Trials in 2008 clearly showed that feeding sub-optimal levels of cobalt can reduce growth rates by about 0.25kg/day when the rest of the diet is balanced.
“Iodine has a direct impact on growth rates as it is incorporated into the thyroid hormones which control metabolism, promoting efficient live weight gain. The primary cause of Iodine deficiencies is low levels in the forage.”
Williams says it is important to ensure animals get an adequate daily supply and suggests Agrimin 24·7 Smartrace eroding boluses as an effective way to supplement cattle. Agrimin 24·7 Smartrace Growing Cattle suits cattle from 200-400kg; 24·7 Smartrace Adult Cattle is a balanced trace element supply for older cattle over 400kg. Both are registered as veterinary medicine products with ACVM.
The eroding technology means they provide a guaranteed intake of all the key trace elements for the full grazing season, the company says.
Administered via a single application, the trace elements in the bolus are released by a process of erosion. This means the bolus retains its density and stays settled at the bottom of the rumen, meaning they are 100% retained by the animal.
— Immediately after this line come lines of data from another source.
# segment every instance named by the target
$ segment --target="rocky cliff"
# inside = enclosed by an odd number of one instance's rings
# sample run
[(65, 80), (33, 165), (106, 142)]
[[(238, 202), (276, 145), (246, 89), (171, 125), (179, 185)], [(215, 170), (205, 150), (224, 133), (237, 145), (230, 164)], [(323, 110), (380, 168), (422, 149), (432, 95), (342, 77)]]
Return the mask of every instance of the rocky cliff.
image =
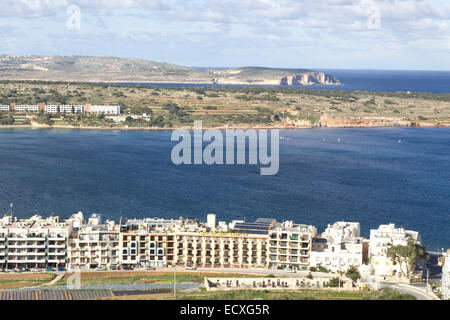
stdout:
[(143, 59), (85, 56), (0, 56), (0, 80), (175, 82), (223, 84), (338, 84), (305, 69), (198, 69)]
[(340, 82), (336, 78), (323, 72), (309, 71), (301, 74), (296, 74), (294, 76), (283, 77), (280, 81), (280, 84), (290, 86), (313, 84), (338, 85), (340, 84)]

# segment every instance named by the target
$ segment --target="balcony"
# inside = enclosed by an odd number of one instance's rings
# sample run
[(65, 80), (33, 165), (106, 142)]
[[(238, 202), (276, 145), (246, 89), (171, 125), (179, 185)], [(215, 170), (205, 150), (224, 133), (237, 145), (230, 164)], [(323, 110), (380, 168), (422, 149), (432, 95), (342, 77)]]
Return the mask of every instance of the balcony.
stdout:
[(66, 263), (65, 259), (48, 259), (49, 263)]
[(65, 245), (52, 245), (52, 246), (48, 246), (50, 249), (65, 249), (66, 246)]

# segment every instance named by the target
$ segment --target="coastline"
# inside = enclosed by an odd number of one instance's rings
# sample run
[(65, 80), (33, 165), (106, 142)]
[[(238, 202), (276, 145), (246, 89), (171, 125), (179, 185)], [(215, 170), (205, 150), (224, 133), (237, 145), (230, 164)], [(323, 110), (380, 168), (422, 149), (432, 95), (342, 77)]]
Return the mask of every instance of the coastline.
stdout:
[[(270, 124), (270, 125), (220, 125), (220, 126), (202, 126), (203, 130), (208, 129), (217, 129), (217, 130), (226, 130), (226, 129), (314, 129), (314, 128), (329, 128), (329, 129), (351, 129), (351, 128), (378, 128), (378, 129), (388, 129), (388, 128), (448, 128), (450, 127), (450, 123), (403, 123), (403, 124), (391, 124), (391, 125), (337, 125), (337, 126), (296, 126), (294, 124)], [(194, 130), (194, 126), (178, 126), (178, 127), (108, 127), (108, 126), (100, 126), (100, 127), (92, 127), (92, 126), (64, 126), (64, 125), (0, 125), (0, 129), (14, 129), (14, 128), (27, 128), (27, 129), (68, 129), (68, 130), (124, 130), (124, 131), (166, 131), (166, 130)]]

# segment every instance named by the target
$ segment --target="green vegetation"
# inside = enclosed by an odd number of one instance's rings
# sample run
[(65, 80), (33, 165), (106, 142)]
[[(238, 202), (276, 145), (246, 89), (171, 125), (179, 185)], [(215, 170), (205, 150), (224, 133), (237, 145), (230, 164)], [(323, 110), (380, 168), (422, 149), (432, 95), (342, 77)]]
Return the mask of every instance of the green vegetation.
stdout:
[(0, 112), (0, 124), (14, 124), (14, 117), (10, 112)]
[[(293, 123), (314, 126), (319, 124), (324, 115), (329, 120), (357, 121), (391, 117), (395, 121), (450, 123), (450, 94), (430, 93), (350, 92), (262, 86), (158, 87), (0, 81), (0, 104), (13, 102), (115, 104), (122, 107), (125, 117), (148, 116), (146, 120), (133, 117), (130, 121), (114, 122), (108, 117), (100, 119), (90, 115), (28, 114), (32, 121), (54, 126), (169, 128), (192, 126), (195, 120), (202, 120), (204, 126), (296, 126)], [(0, 117), (0, 121), (11, 123), (7, 115), (2, 114)]]
[(331, 278), (331, 279), (328, 281), (328, 286), (329, 286), (330, 288), (343, 287), (343, 286), (344, 286), (344, 282), (341, 281), (341, 279), (339, 279), (338, 277), (335, 277), (335, 278)]
[(406, 246), (392, 246), (387, 251), (387, 257), (399, 265), (403, 276), (410, 278), (416, 269), (417, 262), (420, 259), (429, 260), (430, 257), (422, 245), (413, 238), (408, 238)]
[(356, 269), (354, 266), (348, 268), (347, 272), (345, 272), (345, 276), (351, 279), (353, 282), (356, 282), (358, 279), (361, 279), (361, 274), (359, 273), (359, 270)]
[[(171, 297), (169, 297), (171, 299)], [(381, 291), (335, 291), (335, 290), (233, 290), (200, 293), (180, 293), (183, 300), (415, 300), (409, 294), (392, 289)]]
[[(187, 272), (178, 272), (176, 274), (176, 282), (196, 282), (202, 283), (204, 281), (205, 276), (214, 276), (214, 277), (253, 277), (254, 275), (246, 275), (246, 274), (226, 274), (226, 273), (217, 273), (217, 274), (208, 274), (208, 273), (187, 273)], [(99, 277), (100, 276), (100, 277)], [(147, 282), (147, 283), (173, 283), (174, 281), (174, 273), (173, 272), (164, 272), (158, 274), (148, 274), (148, 275), (125, 275), (125, 276), (114, 276), (110, 273), (105, 276), (95, 275), (95, 277), (89, 277), (82, 275), (81, 277), (81, 285), (98, 285), (98, 284), (133, 284), (139, 282)], [(55, 285), (62, 286), (66, 285), (66, 280), (59, 280)]]

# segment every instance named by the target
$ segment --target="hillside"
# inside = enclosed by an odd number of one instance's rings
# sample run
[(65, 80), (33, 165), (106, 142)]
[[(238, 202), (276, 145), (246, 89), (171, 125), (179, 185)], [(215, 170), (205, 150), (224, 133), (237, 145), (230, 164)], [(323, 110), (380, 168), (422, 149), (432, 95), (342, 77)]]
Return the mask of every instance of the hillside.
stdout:
[(1, 56), (0, 80), (273, 85), (339, 83), (322, 72), (305, 69), (244, 67), (200, 70), (143, 59), (82, 56)]
[(89, 114), (0, 112), (0, 125), (154, 129), (191, 127), (202, 120), (205, 127), (221, 128), (450, 126), (450, 94), (419, 92), (0, 81), (0, 105), (11, 103), (120, 105), (125, 121)]

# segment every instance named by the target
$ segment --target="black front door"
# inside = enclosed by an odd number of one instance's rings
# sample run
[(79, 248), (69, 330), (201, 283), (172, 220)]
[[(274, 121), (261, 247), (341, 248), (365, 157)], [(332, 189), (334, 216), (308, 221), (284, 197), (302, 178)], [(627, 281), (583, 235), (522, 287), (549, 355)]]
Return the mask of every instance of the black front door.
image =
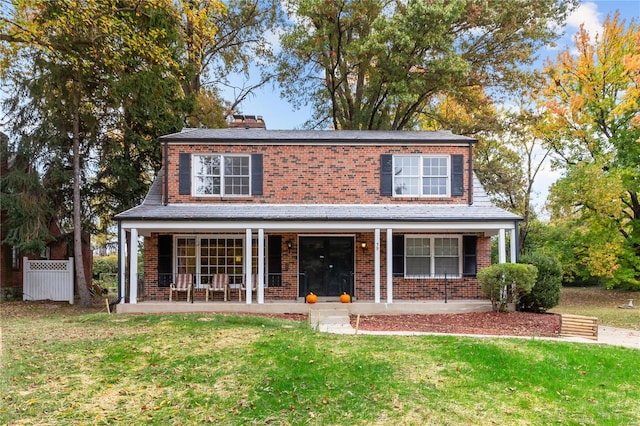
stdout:
[(300, 297), (309, 292), (318, 296), (351, 292), (353, 241), (353, 237), (300, 237)]

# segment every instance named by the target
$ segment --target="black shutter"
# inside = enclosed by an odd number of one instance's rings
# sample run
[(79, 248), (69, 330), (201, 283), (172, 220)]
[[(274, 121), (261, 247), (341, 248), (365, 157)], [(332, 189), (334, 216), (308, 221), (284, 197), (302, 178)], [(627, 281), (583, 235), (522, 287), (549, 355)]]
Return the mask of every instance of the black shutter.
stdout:
[(173, 235), (158, 235), (158, 287), (173, 281)]
[(393, 155), (380, 155), (380, 195), (393, 195)]
[(262, 154), (251, 154), (251, 195), (262, 195)]
[(191, 194), (191, 154), (188, 152), (180, 153), (180, 162), (178, 163), (178, 194)]
[(404, 235), (394, 235), (391, 250), (393, 251), (393, 275), (404, 276)]
[(451, 195), (464, 195), (464, 155), (451, 156)]
[(478, 269), (478, 237), (465, 235), (462, 237), (463, 266), (462, 275), (474, 277)]
[(267, 285), (282, 287), (282, 236), (269, 235), (267, 237)]

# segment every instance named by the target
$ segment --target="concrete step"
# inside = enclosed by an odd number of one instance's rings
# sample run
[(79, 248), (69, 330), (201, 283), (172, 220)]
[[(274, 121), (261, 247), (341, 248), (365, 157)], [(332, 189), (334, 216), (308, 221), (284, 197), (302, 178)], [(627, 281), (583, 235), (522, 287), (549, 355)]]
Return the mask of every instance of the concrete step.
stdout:
[(310, 312), (311, 327), (323, 329), (327, 327), (351, 327), (349, 310), (341, 307), (312, 309)]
Research trials and onfarm studies by Agrimin globally and at Te Kauwhata show that the use of trace-element boluses boosts liveweight gain in growing animals.
In six individual trials, bolused heifers put on more liveweight per day than unsupplemented control animals. In many cases the control group did not achieve the daily liveweight gain necessary for target age at first service.
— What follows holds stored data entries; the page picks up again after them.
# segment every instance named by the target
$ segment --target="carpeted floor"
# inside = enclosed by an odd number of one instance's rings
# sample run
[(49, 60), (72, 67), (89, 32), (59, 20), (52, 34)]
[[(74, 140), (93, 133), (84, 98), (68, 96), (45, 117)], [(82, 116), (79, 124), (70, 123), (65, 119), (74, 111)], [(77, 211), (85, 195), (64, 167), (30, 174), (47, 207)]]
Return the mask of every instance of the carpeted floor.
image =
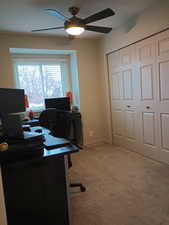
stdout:
[(103, 145), (73, 155), (72, 225), (169, 225), (169, 166)]

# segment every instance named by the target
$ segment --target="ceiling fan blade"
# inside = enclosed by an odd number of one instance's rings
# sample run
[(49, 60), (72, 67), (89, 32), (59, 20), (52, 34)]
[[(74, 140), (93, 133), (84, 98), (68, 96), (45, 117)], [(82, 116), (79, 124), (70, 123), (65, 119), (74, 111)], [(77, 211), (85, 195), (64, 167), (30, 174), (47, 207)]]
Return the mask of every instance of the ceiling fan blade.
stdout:
[(58, 12), (55, 9), (45, 9), (45, 11), (47, 11), (47, 13), (52, 16), (56, 16), (60, 20), (63, 20), (63, 21), (69, 20), (68, 17), (64, 16), (62, 13)]
[(38, 30), (32, 30), (32, 32), (39, 32), (39, 31), (46, 31), (46, 30), (58, 30), (58, 29), (63, 29), (64, 27), (50, 27), (50, 28), (45, 28), (45, 29), (38, 29)]
[(115, 14), (115, 12), (112, 9), (107, 8), (107, 9), (104, 9), (96, 14), (93, 14), (93, 15), (83, 19), (83, 23), (84, 24), (92, 23), (92, 22), (107, 18), (109, 16), (113, 16), (114, 14)]
[(99, 33), (109, 33), (112, 28), (111, 27), (99, 27), (99, 26), (85, 26), (85, 30), (89, 30), (89, 31), (95, 31), (95, 32), (99, 32)]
“Bolusing is a guaranteed way to be sure that every animal will have an adequate intake and the Smartrace boluses have features that deliver exceptional trace element supply.
“The combination of accurate daily delivery and 100% retention in the rumen means animals are getting a measured trace element supply. This ensures the risk of deficiency is minimised allowing animals to perform to their potential. Our trial data show a sustained improvement in liveweight where animals are bolused,” Williams says.